By Dow Jones
The yen rose against the dollar and euro, bouncing back from Thursday's disappointing Japanese economic-growth revision, after Chinese economic data raised investors' concerns that interest rates would rise.
China's February consumer-price index accelerated from the year-earlier month, to a greater-than-expected pace of 2.7%. Fixed-asset investment, bank lending and industrial-production data also beat most expectations.
The data initially weighed on higher-yielding, riskier currencies, "with the market speculating about the prospect of further Chinese tightening," said Sue Trinh, senior currency strategist at the Royal Bank of Canada.
Japan's low-yielding yen "was the biggest beneficiary in that environment," she said in e-mailed comments.
The greenback weakened against its Japanese counterpart, falling to 90.35 yen from 90.55 yen in late North American trading Wednesday.
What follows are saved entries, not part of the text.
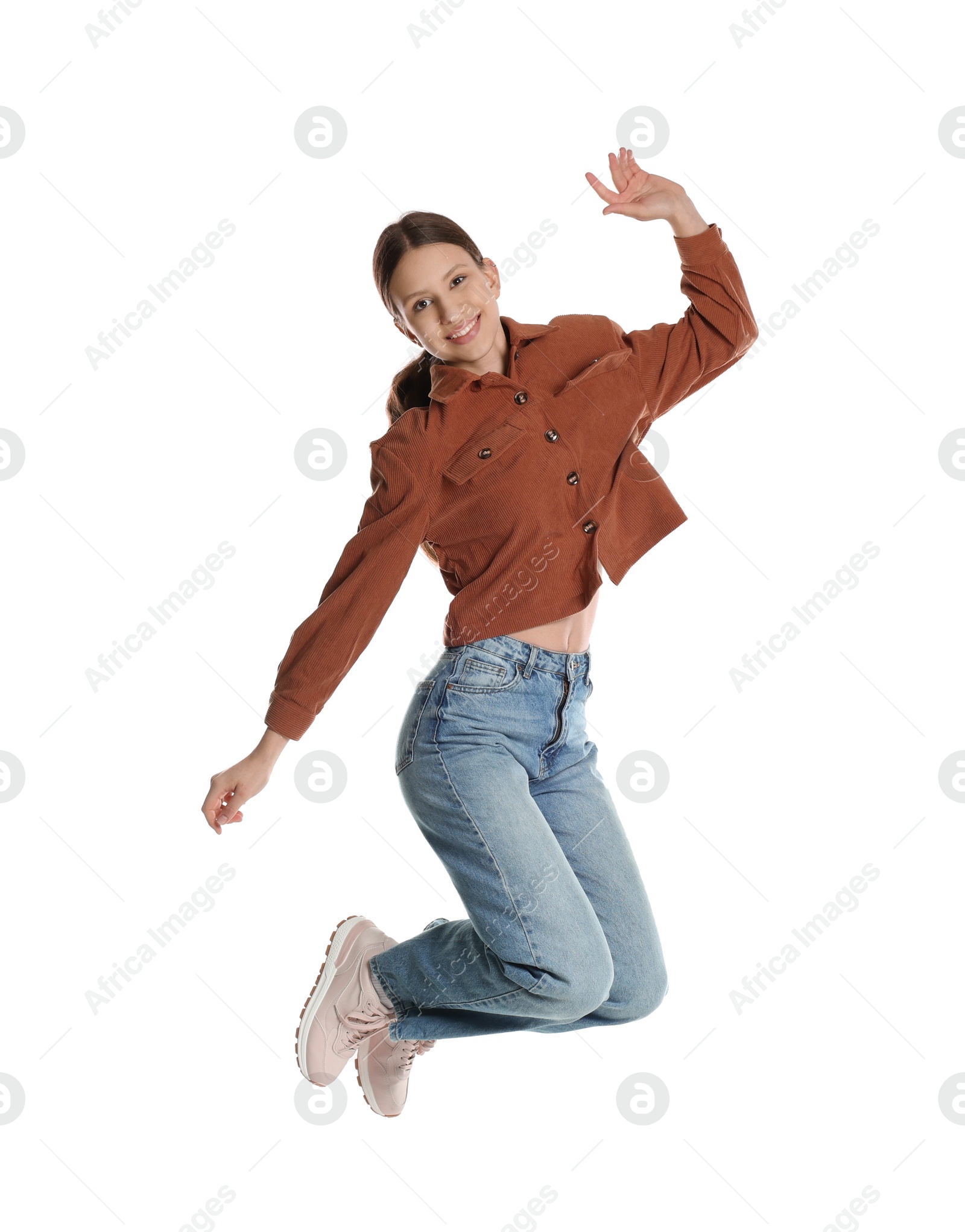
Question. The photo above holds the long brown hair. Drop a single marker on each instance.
(411, 385)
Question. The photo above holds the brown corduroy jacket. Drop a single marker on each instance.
(521, 482)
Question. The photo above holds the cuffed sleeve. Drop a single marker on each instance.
(370, 572)
(718, 328)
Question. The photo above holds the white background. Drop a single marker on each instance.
(826, 437)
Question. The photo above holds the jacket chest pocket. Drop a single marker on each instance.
(481, 450)
(607, 363)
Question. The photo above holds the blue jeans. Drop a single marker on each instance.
(496, 768)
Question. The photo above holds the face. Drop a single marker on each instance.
(446, 303)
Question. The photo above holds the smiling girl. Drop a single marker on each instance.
(511, 459)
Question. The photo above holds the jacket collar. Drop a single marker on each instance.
(448, 379)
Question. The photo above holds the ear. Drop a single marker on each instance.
(492, 275)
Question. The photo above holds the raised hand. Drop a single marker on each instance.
(645, 196)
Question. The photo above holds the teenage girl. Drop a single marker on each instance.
(513, 460)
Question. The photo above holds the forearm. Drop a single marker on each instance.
(686, 221)
(271, 745)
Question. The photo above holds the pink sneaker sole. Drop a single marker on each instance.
(319, 988)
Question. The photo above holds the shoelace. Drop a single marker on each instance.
(361, 1024)
(413, 1049)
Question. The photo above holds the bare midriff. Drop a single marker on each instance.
(569, 635)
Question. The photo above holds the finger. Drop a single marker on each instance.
(212, 806)
(600, 188)
(617, 170)
(622, 173)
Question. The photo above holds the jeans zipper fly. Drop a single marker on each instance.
(559, 713)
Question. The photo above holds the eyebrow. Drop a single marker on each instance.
(414, 295)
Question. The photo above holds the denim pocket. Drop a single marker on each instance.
(481, 672)
(407, 742)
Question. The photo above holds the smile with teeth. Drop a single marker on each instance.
(464, 329)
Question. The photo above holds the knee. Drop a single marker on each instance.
(634, 1000)
(581, 989)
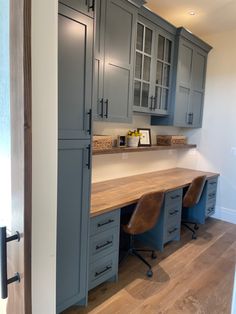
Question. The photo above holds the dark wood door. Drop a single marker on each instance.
(19, 253)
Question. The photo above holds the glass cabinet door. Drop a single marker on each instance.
(143, 65)
(163, 69)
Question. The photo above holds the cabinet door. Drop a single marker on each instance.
(144, 67)
(72, 222)
(120, 23)
(75, 38)
(98, 104)
(163, 72)
(83, 6)
(183, 84)
(198, 87)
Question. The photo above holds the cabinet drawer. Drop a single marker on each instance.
(210, 209)
(172, 232)
(103, 269)
(173, 215)
(104, 222)
(173, 197)
(104, 243)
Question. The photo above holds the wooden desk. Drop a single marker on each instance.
(117, 193)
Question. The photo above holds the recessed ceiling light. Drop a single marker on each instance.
(191, 12)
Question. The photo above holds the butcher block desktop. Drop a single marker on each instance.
(117, 193)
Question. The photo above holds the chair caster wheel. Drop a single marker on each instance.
(153, 256)
(149, 273)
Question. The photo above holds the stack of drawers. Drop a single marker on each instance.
(172, 215)
(104, 247)
(211, 196)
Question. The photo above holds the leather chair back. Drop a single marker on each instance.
(146, 213)
(194, 192)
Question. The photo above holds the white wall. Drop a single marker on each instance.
(107, 167)
(216, 140)
(44, 124)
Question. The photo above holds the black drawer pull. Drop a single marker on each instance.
(210, 210)
(103, 271)
(175, 197)
(173, 230)
(212, 183)
(174, 212)
(98, 247)
(105, 223)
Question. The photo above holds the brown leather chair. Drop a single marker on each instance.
(190, 199)
(144, 218)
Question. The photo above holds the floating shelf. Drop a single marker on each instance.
(119, 150)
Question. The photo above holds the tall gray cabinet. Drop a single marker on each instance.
(75, 45)
(114, 60)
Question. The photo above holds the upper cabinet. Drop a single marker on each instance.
(153, 68)
(75, 63)
(189, 82)
(114, 60)
(84, 6)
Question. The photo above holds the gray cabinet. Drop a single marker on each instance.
(84, 6)
(75, 38)
(114, 60)
(75, 43)
(72, 222)
(189, 82)
(153, 68)
(104, 248)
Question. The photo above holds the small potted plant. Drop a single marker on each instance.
(133, 137)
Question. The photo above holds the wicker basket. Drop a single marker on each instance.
(167, 140)
(101, 142)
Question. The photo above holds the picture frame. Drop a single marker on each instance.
(121, 141)
(145, 139)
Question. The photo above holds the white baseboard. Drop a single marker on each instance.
(226, 214)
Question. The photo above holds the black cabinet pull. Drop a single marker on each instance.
(98, 247)
(90, 122)
(3, 261)
(102, 105)
(175, 197)
(151, 105)
(91, 7)
(88, 164)
(105, 223)
(106, 103)
(173, 212)
(103, 271)
(173, 230)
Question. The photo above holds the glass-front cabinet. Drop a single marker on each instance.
(153, 68)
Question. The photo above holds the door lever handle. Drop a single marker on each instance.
(4, 281)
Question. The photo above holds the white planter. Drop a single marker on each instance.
(132, 141)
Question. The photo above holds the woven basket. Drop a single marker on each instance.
(166, 140)
(101, 142)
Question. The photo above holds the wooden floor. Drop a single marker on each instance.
(190, 276)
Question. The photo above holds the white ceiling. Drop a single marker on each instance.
(211, 16)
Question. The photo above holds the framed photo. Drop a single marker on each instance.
(121, 141)
(145, 139)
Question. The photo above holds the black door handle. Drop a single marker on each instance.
(90, 122)
(3, 261)
(106, 103)
(102, 104)
(88, 164)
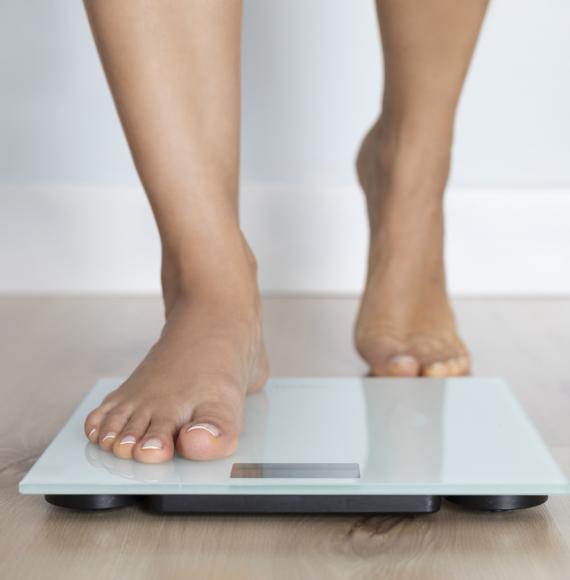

The euro slipped 0.1% to 123.30 yen.
Earlier Thursday, the yen came under pressure after the Japanese government revised fourth-quarter gross-domestic-product growth down Thursday, due to slightly weaker corporate capital expenditures and private inventories. The government also tweaked down a gauge measuring prices to show record-deep deflation.
The dollar index (DXY), which measures the U.S. unit against a trade-weighted basket of six major currencies, traded at 80.441, down from 80.484 late Wednesday.
The euro traded at $1.3647, compared with $1.3649 late Wednesday, and the British pound rose to $1.4978 from $1.4964
On Wednesday, the dollar fell versus the euro, reversing an earlier gain on stronger-than-expected manufacturing data in France and Italy.